The family of the Dallas Ebola patient has been quarantined so they can be monitored twice a day for symptoms of the virus, according to a Texas health official.
The so-called "control order" was issued in order to ensure the family members would be available for the monitoring, according to David Lakey, MD, the commissioner of the Texas Department of State Health Services.
They're among about 100 people being assessed for possible exposure to the patient, identified as Thomas Eric Duncan, while he was symptomatic, Lakey told reporters in a joint telebriefing between the CDC and Texas officials.
But Lakey and other Texas officials didn't explain why the quarantine order was needed, except to say they were concerned that the family might not be properly monitored -- with temperatures taken twice daily -- without it.
In a later news conference, Dallas County Judge Clay Lewis Jenkins, the country's chief executive, said he and other officials had information that suggested the order was "appropriate ... for the safety of the family and the safety of the public."
But he said he would not be disclosing the information.
Earlier, Lakey said food and groceries were being delivered to the family and a cleaning organization would be brought in to decontaminate the apartment and safely to remove soiled sheets, laundry, and other potentially contaminated items.
At the moment, he said, the family members have no symptoms and pose no risk to others.
Lakey also said the man was sent home with antibiotics after his first appearance at Texas Health Presbyterian Hospital even though he had told a nurse that he had been in Liberia. "Unfortunately, connections weren't made between the travel history and symptoms," he said.
He said the case is a "lesson for all of us ... across the U.S., people don't take the travel history as seriously as they need to."
CDC Director Tom Frieden, MD, said the lapse is "a teachable moment."
The officials gave no details of Duncan's condition, except to say that it is serious. Frieden added that the use of experimental therapies is "being discussed" and decisions will rest with the treating physician and the patient.

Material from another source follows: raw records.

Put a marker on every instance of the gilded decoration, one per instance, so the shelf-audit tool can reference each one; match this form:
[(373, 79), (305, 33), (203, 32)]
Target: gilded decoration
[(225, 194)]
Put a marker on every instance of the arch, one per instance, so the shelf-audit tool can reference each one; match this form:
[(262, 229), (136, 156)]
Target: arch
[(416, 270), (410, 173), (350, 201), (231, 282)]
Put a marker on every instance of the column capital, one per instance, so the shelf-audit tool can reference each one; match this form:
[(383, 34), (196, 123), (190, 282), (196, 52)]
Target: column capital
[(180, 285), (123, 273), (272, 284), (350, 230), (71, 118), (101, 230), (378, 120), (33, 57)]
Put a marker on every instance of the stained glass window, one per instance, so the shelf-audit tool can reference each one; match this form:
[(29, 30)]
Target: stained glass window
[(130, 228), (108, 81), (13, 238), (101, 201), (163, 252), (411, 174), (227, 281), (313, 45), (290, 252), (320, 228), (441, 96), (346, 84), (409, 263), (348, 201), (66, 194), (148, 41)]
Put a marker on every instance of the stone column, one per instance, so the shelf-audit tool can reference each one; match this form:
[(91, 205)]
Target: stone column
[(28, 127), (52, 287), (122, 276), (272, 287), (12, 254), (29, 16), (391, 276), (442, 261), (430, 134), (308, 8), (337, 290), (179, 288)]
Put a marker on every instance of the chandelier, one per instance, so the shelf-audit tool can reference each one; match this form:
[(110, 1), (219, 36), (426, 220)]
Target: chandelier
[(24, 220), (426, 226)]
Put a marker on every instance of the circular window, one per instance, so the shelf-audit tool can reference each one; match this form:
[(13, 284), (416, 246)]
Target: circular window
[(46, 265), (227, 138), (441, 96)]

Several of the American Ebola patients airlifted from West Africa for treatment in the U.S. were given investigational therapies, but it remains unclear what effect they had.
The "bottom line," Frieden said, is that "we remain confident that we can contain any spread of Ebola within the United States."
He said some of the people in Dallas who were in close contact with Duncan might have been infected, but systems are being put in place so that those infections won't spread.
That requires "meticulous and rigorous" work to assess possible contacts and identify those who are at risk and need to be monitored for 21 days, Frieden said. CDC experts, as well as state and local officials, are doing that work now, he said.
Indeed, "the risk of an ongoing or uncontained outbreak in the U.S. is highly unlikely within our public health and medical infrastructure," commented Steven Lawrence, MD, of Washington University School of Medicine in St. Louis.
And the infection is unlikely to spread within the hospital where Duncan is being cared for, he told MedPage Today in an email: "We know how to contain it ... the infection prevention methods are effective when used properly."